Avrupalı bazı siyasetçiler şöyle diyorlardı; Kıbrıs için özür dileyeceksiniz...
Ne diyelim; HAYAL DÜNYASI...
Hiçbir zaferimiz için özür dilemeyiz, şehidimizin kanı olan her toprak için ecdadımızın bize öğrettiği gibi devam ederiz!
Avrupa’da hayal kuranları anlıyorum da, anlayamadığım bu toprakların ekmeğini yiyenler.

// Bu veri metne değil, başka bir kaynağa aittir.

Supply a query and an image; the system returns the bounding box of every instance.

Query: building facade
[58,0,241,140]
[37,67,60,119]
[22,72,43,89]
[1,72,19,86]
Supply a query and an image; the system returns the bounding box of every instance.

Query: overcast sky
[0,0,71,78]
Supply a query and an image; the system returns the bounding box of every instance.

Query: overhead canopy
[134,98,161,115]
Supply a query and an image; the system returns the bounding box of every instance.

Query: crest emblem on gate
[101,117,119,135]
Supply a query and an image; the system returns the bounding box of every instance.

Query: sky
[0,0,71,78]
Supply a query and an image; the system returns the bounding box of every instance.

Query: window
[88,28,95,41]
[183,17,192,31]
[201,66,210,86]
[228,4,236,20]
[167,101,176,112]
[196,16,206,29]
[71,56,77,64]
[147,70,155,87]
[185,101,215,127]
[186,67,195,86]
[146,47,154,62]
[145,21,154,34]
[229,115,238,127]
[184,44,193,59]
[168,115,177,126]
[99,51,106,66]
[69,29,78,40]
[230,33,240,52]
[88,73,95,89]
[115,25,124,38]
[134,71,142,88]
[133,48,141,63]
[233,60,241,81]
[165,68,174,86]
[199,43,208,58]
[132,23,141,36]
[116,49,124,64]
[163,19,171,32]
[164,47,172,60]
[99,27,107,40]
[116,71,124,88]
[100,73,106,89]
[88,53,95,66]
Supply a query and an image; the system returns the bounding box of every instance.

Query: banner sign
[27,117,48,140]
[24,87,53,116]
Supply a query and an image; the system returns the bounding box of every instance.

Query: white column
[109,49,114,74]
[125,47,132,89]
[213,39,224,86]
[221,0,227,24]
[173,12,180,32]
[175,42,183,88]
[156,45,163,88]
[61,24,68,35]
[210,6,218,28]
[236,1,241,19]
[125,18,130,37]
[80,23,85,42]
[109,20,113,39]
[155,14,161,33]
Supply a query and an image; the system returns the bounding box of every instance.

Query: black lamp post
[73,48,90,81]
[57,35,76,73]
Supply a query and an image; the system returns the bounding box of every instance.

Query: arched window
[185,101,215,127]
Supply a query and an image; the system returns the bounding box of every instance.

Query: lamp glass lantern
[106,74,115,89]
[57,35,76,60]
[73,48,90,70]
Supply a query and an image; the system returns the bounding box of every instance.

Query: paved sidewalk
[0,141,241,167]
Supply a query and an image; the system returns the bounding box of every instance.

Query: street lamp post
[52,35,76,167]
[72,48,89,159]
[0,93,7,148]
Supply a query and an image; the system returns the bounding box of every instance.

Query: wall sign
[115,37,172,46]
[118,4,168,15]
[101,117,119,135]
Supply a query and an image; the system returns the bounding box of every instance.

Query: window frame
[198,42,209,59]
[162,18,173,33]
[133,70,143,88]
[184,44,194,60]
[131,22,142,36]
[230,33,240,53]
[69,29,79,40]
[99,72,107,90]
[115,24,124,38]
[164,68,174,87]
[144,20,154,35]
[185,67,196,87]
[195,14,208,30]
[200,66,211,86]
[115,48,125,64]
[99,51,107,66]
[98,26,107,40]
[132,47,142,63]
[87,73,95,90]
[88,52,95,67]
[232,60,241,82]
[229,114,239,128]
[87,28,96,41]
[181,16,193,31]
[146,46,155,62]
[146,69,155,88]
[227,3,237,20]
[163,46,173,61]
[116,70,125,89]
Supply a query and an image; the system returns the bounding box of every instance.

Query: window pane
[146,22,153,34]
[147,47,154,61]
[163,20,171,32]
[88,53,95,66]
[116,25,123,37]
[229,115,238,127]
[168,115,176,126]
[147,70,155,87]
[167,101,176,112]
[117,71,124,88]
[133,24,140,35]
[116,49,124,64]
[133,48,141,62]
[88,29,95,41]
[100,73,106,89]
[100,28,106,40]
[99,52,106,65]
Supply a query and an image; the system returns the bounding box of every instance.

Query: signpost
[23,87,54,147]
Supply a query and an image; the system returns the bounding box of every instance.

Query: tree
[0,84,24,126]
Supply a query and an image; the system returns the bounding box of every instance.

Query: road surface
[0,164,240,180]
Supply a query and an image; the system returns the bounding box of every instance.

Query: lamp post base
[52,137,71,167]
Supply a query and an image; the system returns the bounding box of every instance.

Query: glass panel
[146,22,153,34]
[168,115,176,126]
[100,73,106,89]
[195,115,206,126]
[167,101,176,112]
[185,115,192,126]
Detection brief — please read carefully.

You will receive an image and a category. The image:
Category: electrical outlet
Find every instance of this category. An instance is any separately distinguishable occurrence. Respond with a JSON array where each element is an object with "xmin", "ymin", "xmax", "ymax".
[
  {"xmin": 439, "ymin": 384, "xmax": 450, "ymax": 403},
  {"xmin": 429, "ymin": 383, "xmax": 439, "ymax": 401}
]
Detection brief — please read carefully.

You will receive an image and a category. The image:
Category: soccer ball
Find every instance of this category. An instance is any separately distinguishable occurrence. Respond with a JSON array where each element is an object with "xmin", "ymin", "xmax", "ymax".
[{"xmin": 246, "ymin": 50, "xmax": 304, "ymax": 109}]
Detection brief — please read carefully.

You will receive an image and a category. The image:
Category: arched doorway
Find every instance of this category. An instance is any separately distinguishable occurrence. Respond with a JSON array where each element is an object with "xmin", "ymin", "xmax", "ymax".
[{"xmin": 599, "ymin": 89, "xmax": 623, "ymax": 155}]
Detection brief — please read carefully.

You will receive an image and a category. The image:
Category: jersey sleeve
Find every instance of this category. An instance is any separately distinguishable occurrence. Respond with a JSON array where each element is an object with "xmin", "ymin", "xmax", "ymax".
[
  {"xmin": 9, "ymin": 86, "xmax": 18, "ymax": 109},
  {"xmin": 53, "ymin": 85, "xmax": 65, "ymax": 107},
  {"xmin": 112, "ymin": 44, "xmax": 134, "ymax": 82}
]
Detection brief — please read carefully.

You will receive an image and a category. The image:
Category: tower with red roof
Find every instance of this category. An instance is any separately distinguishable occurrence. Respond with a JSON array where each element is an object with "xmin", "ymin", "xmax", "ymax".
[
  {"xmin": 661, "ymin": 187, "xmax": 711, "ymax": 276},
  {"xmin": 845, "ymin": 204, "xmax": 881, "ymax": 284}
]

Bazı ilginç arkadaşlar var, Avrupa ile iyi geçinmek adına “HER YAPTIĞIMIZ HATTA VARLIĞIMIZ İÇİN” özür dileyelim noktasındalar... Orada, burada, şurada değil, bu zihniyette olanlar her yerde varlar, olabilirler...
Sevgili dostlar, bu arkadaşlara özellikle yabancılarla iyi geçinmek için YOK SAYILMAYI “dünya ile entegrasyon” sananlara birkaç çift sözüm var; Kıbrıs’ta ne dileyeceğimiz bir özür, ne de ödeyeceğimiz bir kuruş tazminat var... Kardeşlerimizi katledenlere karşı yaptığımız harekatın sonuna kadar arkasındayız ve bunun için boynumuzu eğecek tek bir gerekçe bile olamaz... Bu yolda şehit olan ecdadımızı şanla, minnetle, özleyerek anıyoruz... Rahat uyuyun, bu canlar bedenden çıkmadıkça “medeniyet dediğin tek dişi kalmış canavar”, NE KADAR DEVŞİRİRSE DEVŞİRSİN, bizi yere baktıramaz...
Sevgili dostlar, ÖZÜR BEKLEYENLER, Kut’ül Ammare ZAFERİMİZ ile sarsıldılar! Unutturulan, unutturulmaya çalışılan zaferimiz...
Yaşasın haklı davamız... Yaşasın geçmişimize, geleceğimize, COFRAFYAMIZA SAHİP ÇIKMA MÜCADELEMİZ...
Son söz: VAROLMA dinamiğini “diğerlerine sevimli olarak kendinden vazgeçmek olarak” algılayan kafalar şunu çok iyi bilsinler; sevsinler diye başını uzatır ve dik duramazsan başını alırlar... Bizim kimseye sevdirecek, uzatacak başımız yok! Eğilip, bükülenlere duyurulur!